The most quoted line was about scale. Wheatley was asked whether Audi could realistically close the gap to Mercedes, and he reached for a piece of arithmetic that has since become the public shorthand for the team's first-year reality.

"As a PU manufacturer, we only have two cars with an Audi PU in them, and Mercedes have eight cars. They're learning at a much faster rate as well. So we're not underestimating the challenge we have ahead of us."

The maths is not flattering. Mercedes power three customers - McLaren, Williams and Aston Martin - in addition to its works team. That gives the Brackley engine programme four times the on-track sample size that Audi has across qualifying and race runs. Under the 2026 regulations, where energy harvesting and deployment strategy is doing more of the lap-time work than the combustion side, that data advantage compounds quickly.

Wheatley refused to spin around it. He used a separate answer to identify powertrain development as the team's main 2026 priority, in language that read like a deliberate signal to the FIA and the wider paddock.

"It won't come as a surprise to anyone. It's a brand new chassis, brand new power unit. We've got some areas to make up, and especially our focus at the moment is on the powertrain development. That's clearly one of the areas that we've identified."

This was not the language of a project promising to leapfrog. It was a public statement that Audi's Hinwil chassis side and its Neuburg power unit programme were running on different timelines, with the engine side the slower of the two. That ordering of priorities has held in the way Audi has spent its development tokens since.

There was a quietly proud passage about the drivers. Wheatley used it to back Gabriel Bortoletto, the team's designated long-term project, and to praise the work-rate of both drivers across the winter.

"I've been encouraged with both drivers over the winter, recharging, coming back fully focused and absolutely embedded with their engineers, looking at every single area where you can get performance out of the team and out of the car."

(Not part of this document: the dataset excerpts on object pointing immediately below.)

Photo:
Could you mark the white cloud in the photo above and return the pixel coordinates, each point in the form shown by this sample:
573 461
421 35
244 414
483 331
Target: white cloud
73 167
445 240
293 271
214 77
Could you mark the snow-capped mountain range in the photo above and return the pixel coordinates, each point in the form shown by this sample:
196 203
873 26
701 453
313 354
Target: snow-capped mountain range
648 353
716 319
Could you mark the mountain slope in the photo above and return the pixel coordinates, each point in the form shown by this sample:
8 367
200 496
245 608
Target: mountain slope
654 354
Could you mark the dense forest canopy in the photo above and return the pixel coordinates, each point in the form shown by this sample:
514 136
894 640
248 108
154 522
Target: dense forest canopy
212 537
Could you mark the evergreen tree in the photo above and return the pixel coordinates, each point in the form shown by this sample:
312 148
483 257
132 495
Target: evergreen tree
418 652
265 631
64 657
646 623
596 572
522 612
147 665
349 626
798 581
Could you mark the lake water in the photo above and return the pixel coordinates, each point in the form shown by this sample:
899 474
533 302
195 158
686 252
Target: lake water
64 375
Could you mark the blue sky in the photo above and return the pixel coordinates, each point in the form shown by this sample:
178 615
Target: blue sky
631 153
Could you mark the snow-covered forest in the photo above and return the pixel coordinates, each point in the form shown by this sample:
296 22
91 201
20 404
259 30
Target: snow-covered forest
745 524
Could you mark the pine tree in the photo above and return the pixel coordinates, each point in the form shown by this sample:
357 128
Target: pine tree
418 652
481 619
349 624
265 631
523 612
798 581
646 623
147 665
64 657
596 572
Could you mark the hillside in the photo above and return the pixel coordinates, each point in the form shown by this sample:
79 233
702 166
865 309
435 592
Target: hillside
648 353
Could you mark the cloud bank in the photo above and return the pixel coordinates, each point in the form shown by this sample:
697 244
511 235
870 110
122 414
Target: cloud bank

The Brazilian rookie is the part of the project Audi most wanted to advertise. The team's calculus on Bortoletto was that, if the early years of the regulation cycle were going to be hard anyway, they should be hard with a driver pair that included a long-term anchor. Nico Hulkenberg's experience would steady the operation; Bortoletto's development would be the asset that paid out across 2027 and beyond.

Wheatley's final point - that the team would, eventually, be looking up the road and learning - has read since his exit as both a scouting report and a bequest. Audi's first-year ranking is not the project's measure. The project's measure is whether, by the time the data sample catches up with Mercedes', the chassis is ready to use it.

"They've done a great job and they've shown us what is possible, what's achievable at the moment. We're focused on our own performance. Internally, at some point, we're going to be looking up the road and we're going to be learning."

That is the inheritance Wheatley left. The team principal shortlist that emerged after his departure - including Christian Horner, Andreas Seidl and Guenther Steiner, with Allan McNish stepping in as racing director - tells you Audi understood the gravity of replacing him. The frameworks Wheatley laid out in Shanghai - eight engines versus two, powertrain ahead of chassis, rookies as long-term assets - are the ones any successor will have to either accept or rewrite.

The Drive Thru Penalty podcast was less generous about the manner of his exit, with one host suggesting that the 'personal reasons' framing was code for a richer offer elsewhere. Whether that proves true or not, the substance of Wheatley's last public Audi work is a clean structural read of the problem. It is, oddly, the most useful thing the team has published all year.